"Does your friend do that sort of thing as a business?" inquired Jerry with a laugh. "I wish you'd give me his name, so I could come that game."

"His name is Gordon Wrenmarsh," said the collector quietly; "but his charges are high. Shall we go?"

"Yes," Jack responded. "It is high time we were off. I'm not anxious to speed the parting guest, but a good send-off means an early start."

Jerry left his place, and the three went on deck. The cutter, already manned, was by the steps. The bleak English air struck chill and raw to these men fresh from the warm sunshine of the Mediterranean.
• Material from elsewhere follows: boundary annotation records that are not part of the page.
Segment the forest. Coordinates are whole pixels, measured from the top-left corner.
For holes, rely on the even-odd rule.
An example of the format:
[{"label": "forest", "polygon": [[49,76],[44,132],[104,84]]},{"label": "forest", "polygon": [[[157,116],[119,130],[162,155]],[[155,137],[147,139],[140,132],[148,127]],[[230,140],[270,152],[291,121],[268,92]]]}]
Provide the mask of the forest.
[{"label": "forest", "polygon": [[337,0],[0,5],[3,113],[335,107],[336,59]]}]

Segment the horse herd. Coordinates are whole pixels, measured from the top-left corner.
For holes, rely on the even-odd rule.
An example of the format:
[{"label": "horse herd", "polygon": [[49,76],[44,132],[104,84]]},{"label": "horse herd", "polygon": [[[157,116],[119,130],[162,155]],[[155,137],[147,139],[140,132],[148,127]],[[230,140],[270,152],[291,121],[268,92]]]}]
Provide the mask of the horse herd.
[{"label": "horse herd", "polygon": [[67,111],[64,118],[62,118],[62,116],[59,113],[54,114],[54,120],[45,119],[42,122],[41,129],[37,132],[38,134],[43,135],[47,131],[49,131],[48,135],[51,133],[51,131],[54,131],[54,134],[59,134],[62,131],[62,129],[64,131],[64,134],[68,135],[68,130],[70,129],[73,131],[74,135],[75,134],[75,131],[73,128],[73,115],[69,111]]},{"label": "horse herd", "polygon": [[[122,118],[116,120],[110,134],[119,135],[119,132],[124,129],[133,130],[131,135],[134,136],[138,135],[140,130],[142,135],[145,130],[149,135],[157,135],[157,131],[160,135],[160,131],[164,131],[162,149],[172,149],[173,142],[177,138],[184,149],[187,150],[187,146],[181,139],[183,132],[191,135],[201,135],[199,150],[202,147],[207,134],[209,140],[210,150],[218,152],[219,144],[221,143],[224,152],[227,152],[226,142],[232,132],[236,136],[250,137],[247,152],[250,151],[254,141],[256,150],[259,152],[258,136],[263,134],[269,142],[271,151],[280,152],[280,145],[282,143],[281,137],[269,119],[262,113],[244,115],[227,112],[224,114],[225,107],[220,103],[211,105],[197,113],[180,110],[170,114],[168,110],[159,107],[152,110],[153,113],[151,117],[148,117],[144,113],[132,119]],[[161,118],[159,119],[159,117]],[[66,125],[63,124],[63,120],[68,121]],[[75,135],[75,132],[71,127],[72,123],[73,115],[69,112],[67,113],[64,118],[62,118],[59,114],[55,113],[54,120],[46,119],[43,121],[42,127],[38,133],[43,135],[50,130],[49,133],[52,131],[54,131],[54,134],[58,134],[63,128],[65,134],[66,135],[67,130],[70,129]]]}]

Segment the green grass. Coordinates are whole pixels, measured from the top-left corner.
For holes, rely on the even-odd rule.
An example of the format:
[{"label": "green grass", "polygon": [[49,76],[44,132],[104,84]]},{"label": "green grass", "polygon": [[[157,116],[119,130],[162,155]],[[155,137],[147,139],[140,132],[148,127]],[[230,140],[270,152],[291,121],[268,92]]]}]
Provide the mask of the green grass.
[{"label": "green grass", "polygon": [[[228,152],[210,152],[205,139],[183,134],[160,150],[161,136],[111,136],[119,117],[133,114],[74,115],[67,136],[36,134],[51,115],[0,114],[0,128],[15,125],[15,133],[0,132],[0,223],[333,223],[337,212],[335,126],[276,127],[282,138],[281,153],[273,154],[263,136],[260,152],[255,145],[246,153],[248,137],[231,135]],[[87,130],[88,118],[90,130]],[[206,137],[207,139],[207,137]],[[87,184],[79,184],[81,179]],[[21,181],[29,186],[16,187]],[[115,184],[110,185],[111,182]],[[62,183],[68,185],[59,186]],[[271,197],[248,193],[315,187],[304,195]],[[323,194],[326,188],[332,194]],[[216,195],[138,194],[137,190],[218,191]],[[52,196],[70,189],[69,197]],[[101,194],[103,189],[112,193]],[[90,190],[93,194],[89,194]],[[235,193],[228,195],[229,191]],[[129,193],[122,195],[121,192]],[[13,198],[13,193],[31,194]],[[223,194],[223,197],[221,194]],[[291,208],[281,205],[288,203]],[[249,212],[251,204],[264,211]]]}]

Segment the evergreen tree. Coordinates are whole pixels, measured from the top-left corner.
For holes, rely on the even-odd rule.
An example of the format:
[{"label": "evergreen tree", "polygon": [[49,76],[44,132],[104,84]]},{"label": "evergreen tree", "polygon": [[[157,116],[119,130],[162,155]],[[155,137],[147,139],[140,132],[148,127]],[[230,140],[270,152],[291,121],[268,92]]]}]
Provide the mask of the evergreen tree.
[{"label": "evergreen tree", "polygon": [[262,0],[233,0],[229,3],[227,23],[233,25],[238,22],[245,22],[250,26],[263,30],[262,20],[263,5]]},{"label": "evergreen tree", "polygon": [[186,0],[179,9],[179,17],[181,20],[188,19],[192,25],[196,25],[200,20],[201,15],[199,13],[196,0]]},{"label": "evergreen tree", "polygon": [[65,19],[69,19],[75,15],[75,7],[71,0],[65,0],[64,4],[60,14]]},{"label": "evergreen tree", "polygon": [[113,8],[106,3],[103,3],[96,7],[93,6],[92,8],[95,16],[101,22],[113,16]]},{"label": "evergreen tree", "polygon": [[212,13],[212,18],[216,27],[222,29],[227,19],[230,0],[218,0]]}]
The harbor and sound, crowded with shipping as they were, seemed flat and dull; the Citadel, the Battery, the various docks and buildings were depressing. A great volume of dun coal-smoke overhanging the "Three Towns," from the Hamoaze to Sutton Pool, added to the general air of gloom. To cap all this, the fog was coming in from seaward, and already its ghostly echelons had floated past the north end of Drake Island. As the three men came on deck the cutter was bobbing up and down in the wash of the ferry which plies to and fro across the Cattewater, and which had just gone heavily past.

"Dear England!" ejaculated Mr. Wrenmarsh fervently under his breath in the face of all this. Then turning to Taberman, "You're not coming ashore with us?"

Jerry shook his bare head, and gave an exaggerated shiver for reply.

"No?" the collector said. "Well, we'll say good-by here, then. Lucky we met, wasn't it? Those combinations—they make the world go round; stop it sometimes. Good-by. Pity, great pity, you weren't at Oxford, Mr. Taberman. It would have done you good, made a man of you."

"Not if Harvard's failed to," retorted Jerry loyally. "Good-by, and good luck. Hope we'll meet again some day."

They shook hands, and Mr. Wrenmarsh and Jack descended to the waiting cutter.